977

The human retina is organized into layers of neurons that receive visual information and process it before sending it to the brain (Figure 45.20). Closest to the lens (and thus to light input) is a layer of ganglion cells; a central layer contains three neuronal types, bipolar cells, horizontal cells, and amacrine cells; and at the “rear” of the retina lie the photoreceptors (rods and cones). The layers of cells between the photoreceptors and the ganglion cells process information about the visual field.

GANGLION AND BIPOLAR CELLS From our discussion of rod cells, you know that the photoreceptor cells at the back of the retina hyperpolarize in response to light and do not generate action potentials. The ganglion cells at the front of the retina do, however, fire action potentials. The axons of ganglion cells form the optic nerves that travel to the brain.

The ganglion cells are connected to the photoreceptors by bipolar cells. Changes in the membrane potential of rods and cones in response to light alter the rates at which the rods and cones release neurotransmitter at their synapses with the bipolar cells. In response to this neurotransmitter, the membrane potentials of the bipolar cells change, altering the rate at which they release neurotransmitter onto ganglion cells. The neurotransmitter release from the bipolar cells determines the rate at which ganglion cells fire action potentials. Thus the direct flow of information in the retina is from photoreceptor to bipolar cell to ganglion cell. The ganglion cells send the information to the brain via the optic nerves.
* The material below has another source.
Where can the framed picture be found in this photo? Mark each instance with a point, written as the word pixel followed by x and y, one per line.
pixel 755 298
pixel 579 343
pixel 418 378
Each human eye contains about 1.2 million ganglion cells but more than 100 million rods and cones. Therefore there must be convergence of information as it passes from the photoreceptors to the ganglion cells. A given bipolar cell can receive input from multiple rods or multiple cones, but not from both. The relationship between photoreceptors, bipolar cells, and ganglion cells depends on their location on the retina. In the fovea, a ganglion cell may receive input from as few as five photoreceptors, but in the periphery of the retina, a ganglion cell may receive input from thousands of photoreceptors. Visual acuity is a reflection of these quantitative relationships.

The patch of photoreceptors that communicates with a ganglion cell forms a circular receptive field. When light falls on a receptive field, its ganglion cell can be either excited or inhibited. As mentioned above, each ganglion cell sends an axon to the brain in the optic nerves. Thus the information coming from the retina to the brain is about the pattern of patches of light and dark falling on the retina. We’ll return to a discussion of how the brain constructs the visual field from the input from receptive fields in Chapter 46.

HORIZONTAL AND AMACRINE CELLS The other two cell layers, the horizontal cells and the amacrine cells, consist of interneurons that communicate laterally across the retina. Horizontal cells form synapses with neighboring photoreceptors and bipolar cells. Thus light falling on one photoreceptor can influence the sensitivity of its neighbors to light. This lateral flow of information enables the retina to sharpen the perception of contrast between light and dark patterns. Amacrine cells form local interconnections between bipolar cells and ganglion cells. Some amacrine cells are highly sensitive to changing illumination or to motion. Others assist in adjusting the sensitivity of the eyes according to the overall level of light falling on the retina. When background light levels change, amacrine cell connections to the ganglion cells adjust the range of intensities to which they are sensitive. Thus even with large changes in background illumination such as going from outdoors into a building, the eyes are still sensitive to small, rapid changes in the pattern of light falling on the retina. The light reflected from this page can vary by nine orders of magnitude (1,000,000,000-fold) between a sunny outdoor environment and a moonless night. Even though our eyes function best over a light-intensity range of only two orders of magnitude, modulation by amacrine cells can rapidly shift that functional range to accommodate a wide range of light intensities.